Clark Urged to Denounce Ark. Confederate Flag Tributes

An advisor to presidential candidate Gen. Wesley Clark is urging him to denounce President Clinton's decision, while governor of Arkansas, to sign into law several measures paying tribute to the Confederacy and Confederate flag.

"I think [Gen. Clark] would say and should say that he's against the Confederate flag wherever it is," Clark advisor and former Clinton speechwriter Michael Waldman told WABC Radio's Steve Malzberg on Sunday.

"The Confederate flag is, to many people, a symbol of racism and slavery," he added.

"If [Clark] is asked about [the Arkansas Confederate flag celebrations] he should say that it was a mistake," said Waldman. "I'm sure Bill Clinton would say the same thing."

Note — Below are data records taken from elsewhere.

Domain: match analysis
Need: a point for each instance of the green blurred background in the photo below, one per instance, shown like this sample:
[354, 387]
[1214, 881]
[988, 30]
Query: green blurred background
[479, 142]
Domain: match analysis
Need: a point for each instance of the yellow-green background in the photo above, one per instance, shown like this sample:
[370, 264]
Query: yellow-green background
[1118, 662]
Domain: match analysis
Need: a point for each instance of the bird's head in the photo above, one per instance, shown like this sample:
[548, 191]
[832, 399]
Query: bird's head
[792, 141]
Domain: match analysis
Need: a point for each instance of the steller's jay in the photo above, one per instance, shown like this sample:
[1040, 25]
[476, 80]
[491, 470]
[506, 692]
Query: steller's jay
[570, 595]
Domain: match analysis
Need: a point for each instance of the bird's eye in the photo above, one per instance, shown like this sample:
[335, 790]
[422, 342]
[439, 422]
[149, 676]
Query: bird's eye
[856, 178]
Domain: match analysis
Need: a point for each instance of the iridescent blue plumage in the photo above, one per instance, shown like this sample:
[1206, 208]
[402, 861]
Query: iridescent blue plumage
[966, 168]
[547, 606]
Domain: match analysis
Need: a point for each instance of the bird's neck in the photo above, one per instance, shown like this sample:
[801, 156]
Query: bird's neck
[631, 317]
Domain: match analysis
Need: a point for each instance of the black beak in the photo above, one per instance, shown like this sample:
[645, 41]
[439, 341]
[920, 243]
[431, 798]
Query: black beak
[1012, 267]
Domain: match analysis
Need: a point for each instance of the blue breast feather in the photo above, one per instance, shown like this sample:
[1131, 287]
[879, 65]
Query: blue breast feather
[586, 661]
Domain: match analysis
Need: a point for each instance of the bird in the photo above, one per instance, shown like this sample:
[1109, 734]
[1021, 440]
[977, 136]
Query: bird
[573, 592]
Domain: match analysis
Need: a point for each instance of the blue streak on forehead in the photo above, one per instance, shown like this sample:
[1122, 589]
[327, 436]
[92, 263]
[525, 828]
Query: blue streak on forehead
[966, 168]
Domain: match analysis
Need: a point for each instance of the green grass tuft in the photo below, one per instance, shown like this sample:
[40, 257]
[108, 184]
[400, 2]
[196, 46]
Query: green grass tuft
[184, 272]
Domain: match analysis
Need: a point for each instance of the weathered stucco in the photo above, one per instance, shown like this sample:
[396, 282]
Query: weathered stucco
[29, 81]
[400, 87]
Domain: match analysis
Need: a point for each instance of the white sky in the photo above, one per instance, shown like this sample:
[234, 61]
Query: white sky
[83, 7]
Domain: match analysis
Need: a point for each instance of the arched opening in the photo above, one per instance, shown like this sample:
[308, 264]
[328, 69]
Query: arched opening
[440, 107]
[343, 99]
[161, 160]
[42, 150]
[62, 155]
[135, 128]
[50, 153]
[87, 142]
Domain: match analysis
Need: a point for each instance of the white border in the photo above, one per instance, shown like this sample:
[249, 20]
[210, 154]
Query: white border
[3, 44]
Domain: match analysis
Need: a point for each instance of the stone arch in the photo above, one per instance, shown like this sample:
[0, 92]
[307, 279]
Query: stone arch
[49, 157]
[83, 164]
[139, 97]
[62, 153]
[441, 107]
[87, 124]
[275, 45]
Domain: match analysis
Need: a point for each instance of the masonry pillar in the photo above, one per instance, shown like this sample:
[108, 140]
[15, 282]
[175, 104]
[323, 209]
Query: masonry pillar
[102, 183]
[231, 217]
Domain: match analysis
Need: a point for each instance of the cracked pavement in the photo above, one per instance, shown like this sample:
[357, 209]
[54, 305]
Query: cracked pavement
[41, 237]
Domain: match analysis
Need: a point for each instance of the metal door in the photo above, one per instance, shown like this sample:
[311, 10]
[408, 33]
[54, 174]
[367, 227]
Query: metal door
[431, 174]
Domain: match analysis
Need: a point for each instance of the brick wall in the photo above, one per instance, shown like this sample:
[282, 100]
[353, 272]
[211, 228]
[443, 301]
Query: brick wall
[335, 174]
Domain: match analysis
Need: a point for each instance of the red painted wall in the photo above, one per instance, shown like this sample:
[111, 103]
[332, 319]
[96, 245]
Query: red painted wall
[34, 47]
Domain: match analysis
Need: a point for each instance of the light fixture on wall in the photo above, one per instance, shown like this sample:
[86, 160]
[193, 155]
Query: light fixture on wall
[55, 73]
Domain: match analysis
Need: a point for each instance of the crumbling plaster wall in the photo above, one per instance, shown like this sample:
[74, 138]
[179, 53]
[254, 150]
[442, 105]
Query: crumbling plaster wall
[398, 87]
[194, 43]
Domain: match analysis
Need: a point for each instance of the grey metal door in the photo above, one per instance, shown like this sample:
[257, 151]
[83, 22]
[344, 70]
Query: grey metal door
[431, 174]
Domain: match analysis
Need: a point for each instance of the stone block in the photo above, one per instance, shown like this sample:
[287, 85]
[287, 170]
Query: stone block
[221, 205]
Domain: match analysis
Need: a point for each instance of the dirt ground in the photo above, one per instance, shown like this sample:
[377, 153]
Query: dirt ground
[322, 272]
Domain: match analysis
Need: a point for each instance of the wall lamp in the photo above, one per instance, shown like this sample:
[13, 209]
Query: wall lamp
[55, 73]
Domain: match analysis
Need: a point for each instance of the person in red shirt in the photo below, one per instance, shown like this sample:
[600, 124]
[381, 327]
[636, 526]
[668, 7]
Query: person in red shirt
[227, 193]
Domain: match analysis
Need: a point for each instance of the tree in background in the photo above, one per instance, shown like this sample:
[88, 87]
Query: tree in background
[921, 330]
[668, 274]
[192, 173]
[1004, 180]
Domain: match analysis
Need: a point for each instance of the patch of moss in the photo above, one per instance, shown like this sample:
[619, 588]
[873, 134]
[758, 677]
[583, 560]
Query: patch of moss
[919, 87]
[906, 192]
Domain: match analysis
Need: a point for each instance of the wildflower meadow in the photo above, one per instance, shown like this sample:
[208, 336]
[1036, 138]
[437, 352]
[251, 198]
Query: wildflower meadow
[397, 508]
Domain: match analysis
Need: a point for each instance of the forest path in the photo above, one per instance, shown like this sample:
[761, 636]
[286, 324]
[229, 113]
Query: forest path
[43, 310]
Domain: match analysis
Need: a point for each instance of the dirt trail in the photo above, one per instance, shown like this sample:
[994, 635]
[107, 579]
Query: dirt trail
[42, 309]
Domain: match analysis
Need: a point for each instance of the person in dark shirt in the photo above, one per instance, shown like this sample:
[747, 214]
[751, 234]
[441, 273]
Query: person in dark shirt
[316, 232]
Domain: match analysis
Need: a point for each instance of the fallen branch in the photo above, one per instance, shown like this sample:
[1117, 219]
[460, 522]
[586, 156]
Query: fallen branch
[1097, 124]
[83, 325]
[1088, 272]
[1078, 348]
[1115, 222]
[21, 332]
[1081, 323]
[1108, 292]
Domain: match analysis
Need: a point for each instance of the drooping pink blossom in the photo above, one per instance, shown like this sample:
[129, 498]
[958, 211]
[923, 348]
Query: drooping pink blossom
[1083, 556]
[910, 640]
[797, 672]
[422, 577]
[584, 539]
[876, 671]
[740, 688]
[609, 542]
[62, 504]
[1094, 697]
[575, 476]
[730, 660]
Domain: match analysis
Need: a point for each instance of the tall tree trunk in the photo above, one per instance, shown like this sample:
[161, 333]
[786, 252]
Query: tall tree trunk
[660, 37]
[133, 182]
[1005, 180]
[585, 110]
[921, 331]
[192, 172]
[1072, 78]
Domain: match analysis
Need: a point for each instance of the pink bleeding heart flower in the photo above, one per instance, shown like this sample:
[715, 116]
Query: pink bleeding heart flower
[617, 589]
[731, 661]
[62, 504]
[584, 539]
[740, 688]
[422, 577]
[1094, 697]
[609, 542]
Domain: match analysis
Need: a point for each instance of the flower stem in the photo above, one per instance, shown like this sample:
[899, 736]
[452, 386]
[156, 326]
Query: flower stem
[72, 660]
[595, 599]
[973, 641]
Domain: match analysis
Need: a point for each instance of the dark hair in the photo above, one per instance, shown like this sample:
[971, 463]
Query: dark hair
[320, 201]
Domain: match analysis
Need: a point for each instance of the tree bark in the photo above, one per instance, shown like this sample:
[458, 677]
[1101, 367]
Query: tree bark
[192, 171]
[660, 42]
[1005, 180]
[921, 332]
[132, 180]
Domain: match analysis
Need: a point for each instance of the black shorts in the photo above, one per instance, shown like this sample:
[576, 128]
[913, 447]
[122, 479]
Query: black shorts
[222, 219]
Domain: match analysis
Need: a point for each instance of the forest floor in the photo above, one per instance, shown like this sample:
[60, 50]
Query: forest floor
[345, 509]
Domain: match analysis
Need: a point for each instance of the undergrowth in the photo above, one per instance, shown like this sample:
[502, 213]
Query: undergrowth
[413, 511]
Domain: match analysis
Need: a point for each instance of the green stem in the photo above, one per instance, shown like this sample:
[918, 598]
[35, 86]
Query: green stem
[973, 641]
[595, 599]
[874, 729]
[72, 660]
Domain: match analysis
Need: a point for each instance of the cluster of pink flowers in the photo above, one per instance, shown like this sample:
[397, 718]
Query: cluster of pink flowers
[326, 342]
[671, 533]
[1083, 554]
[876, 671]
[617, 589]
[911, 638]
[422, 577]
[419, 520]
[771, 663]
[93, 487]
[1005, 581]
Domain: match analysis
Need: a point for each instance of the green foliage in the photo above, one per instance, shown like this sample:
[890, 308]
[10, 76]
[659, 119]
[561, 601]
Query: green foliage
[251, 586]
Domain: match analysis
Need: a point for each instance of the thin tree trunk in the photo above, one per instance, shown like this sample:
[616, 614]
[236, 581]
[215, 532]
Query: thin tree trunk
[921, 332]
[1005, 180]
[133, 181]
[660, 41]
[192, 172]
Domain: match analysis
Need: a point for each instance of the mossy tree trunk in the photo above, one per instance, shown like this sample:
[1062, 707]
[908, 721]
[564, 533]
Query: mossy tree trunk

In 1987, then-Gov. Clinton signed a bill that designates a star in the Arkansas flag as symbolic of the Confederacy and issued a proclamation designating a birthday memorial for Jefferson Davis, the president of the Confederacy, according to the Washington Times.

Two years earlier Clinton signed Act 985 into law, making Confederate Gen. Robert E. Lee's birthday a state holiday.

On Friday Gen. Clark, an Arkansan who still lives in the state, told reporters that South Carolina officials were wrong to allow the Confederate flag to fly on statehouse grounds.

"I don't believe we ought to be honoring flags that divide us," Clark said during a conference call. "I don't believe we ought to be . . . keeping that flag on state grounds or federal grounds," he complained.